A partir dali, o paulista de 28 anos começou a imaginar quais seriam seus próximos desafios. Porém, os planos foram interrompidos por uma decisão do Superior Tribunal de Justiça (STJ) tomada há duas semanas que fez com que suas expectativas desmoronassem.

Ao referendar a lista de tratamentos previstos na lista da Agência Nacional de Saúde Suplementar (ANS), o STJ permitiu que os planos de saúde cubram apenas as terapias citadas na relação da agência. O Kesimpta, remédio para esclerose que possibilitou a Gildo controlar os efeitos da doença, não está na lista, o chamado rol taxativo.

Ou seja: o rapaz será obrigado a parar o tratamento.

"A dose que eu tomo é mensal, então acredito que se eu ficar sem tomar o remédio, em um mês vou ficar vulnerável ao surto", disse Gildo à coluna.

Ele tem vivas na memória as sensações desagradáveis do último surto que teve, em agosto de 2021. "Eu fui perdendo os movimentos do lado esquerdo do corpo, não conseguia pegar um copo, não conseguia escrever", conta Gildo. "Aí eu tive dificuldade de andar e voltei para a cadeira de rodas por um longo período, era incerto se eu iria conseguir voltar a andar".

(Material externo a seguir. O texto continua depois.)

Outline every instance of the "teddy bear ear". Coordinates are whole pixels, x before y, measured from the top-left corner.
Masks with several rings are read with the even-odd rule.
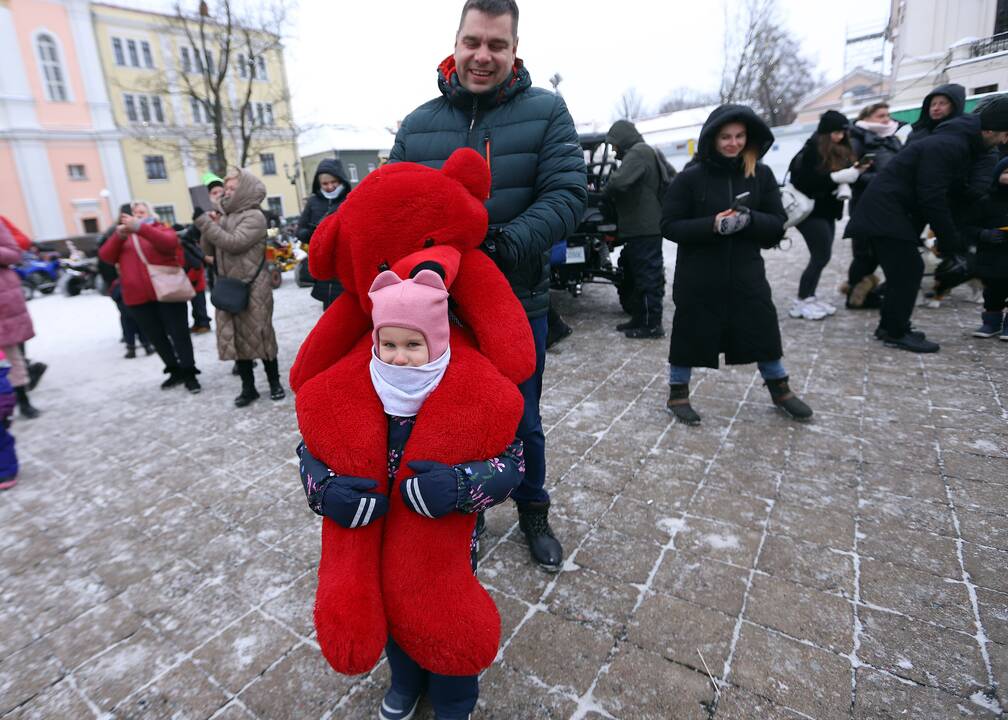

Depois de experimentar alguns medicamentos, o jovem chegou ao remédio que usa hoje. "Eu consegui o Kesimpta por via judicial, para que o plano de saúde fornecesse. A liminar garantiu a medicação", explica. "Mas aí surgiu essa decisão do STJ considerando a lista da ANS como rol taxativo e a medicação que eu uso não está na lista. A Comissão Nacional de Incorporação de Tecnologias no Sistema Único de Saúde (Conitec) não reconheceu o tratamento, mesmo com vários pareceres médicos favoráveis. Agora, com o rol taxativo e sem essa aprovação da Conitec é quase impossível conseguir".

Gildo descobriu a doença aos 23 anos e recorreu ao atletismo para manter os músculos ativos. Mesmo com as dificuldades motoras, fazia triatlo até há alguns anos. Mas com o sucesso da nova medicação começou a embalar o sonho de ir além e completar uma prova de Iron Man.

Essa ideia nasceu depois que ele viu na Netflix o documentário chamado "Cem metros", sobre o espanhol Ramon, o primeiro portador de esclerose em todo o mundo a participar do Iron Man. "Eu me inspirei nessa história e como nenhum brasileiro com esclerose tinha feito a prova, eu pensei: será que é possível?", recorda.

Os médicos disseram que seria muito difícil alcançar esse objetivo, mas o tratamento se mostrou tão eficaz que Gildo passou a treinar mais forte e decidiu se preparar para a prova.

Foi assim que se tornou o primeiro brasileiro a completar uma edição do Iron Man.

Depois da competição em Florianópolis, enquanto a mente especulava sobre qual seria o próximo desafio a enfrentar, veio a notícia de que ficaria sem o medicamento.

"Ainda estava em êxtase pelo desempenho no Iron Man e aquela decisão roubou minha esperança", lamenta ele. "O que seria um futuro de esperança e conquista virou um futuro tenebroso".

Nem mesmo se entrar na Justiça para tentar conseguir o remédio ele acredita ter chance, já que basta ficar um mês sem o tratamento para que o estado de saúde regrida. Todos os medicamentos que estão no rol da ANS já foram usados por Gildo, sem sucesso. Cada dose do Kesimpta custa R$ 9 mil, o que o plano de saúde Unimed não vai mais cobrir.

O jovem espera que uma reviravolta venha do Supremo Tribunal Federal ou do Legislativo, que poderia criar uma lei que torna o rol da ANS meramente exemplificativo.

Gildo pensa em outras pessoas que estão na mesma situação. "Não sou um ponto da curva, minha luta é para que todos os portadores de esclerose tenham direito à mesma qualidade de vida que eu alcancei", defende.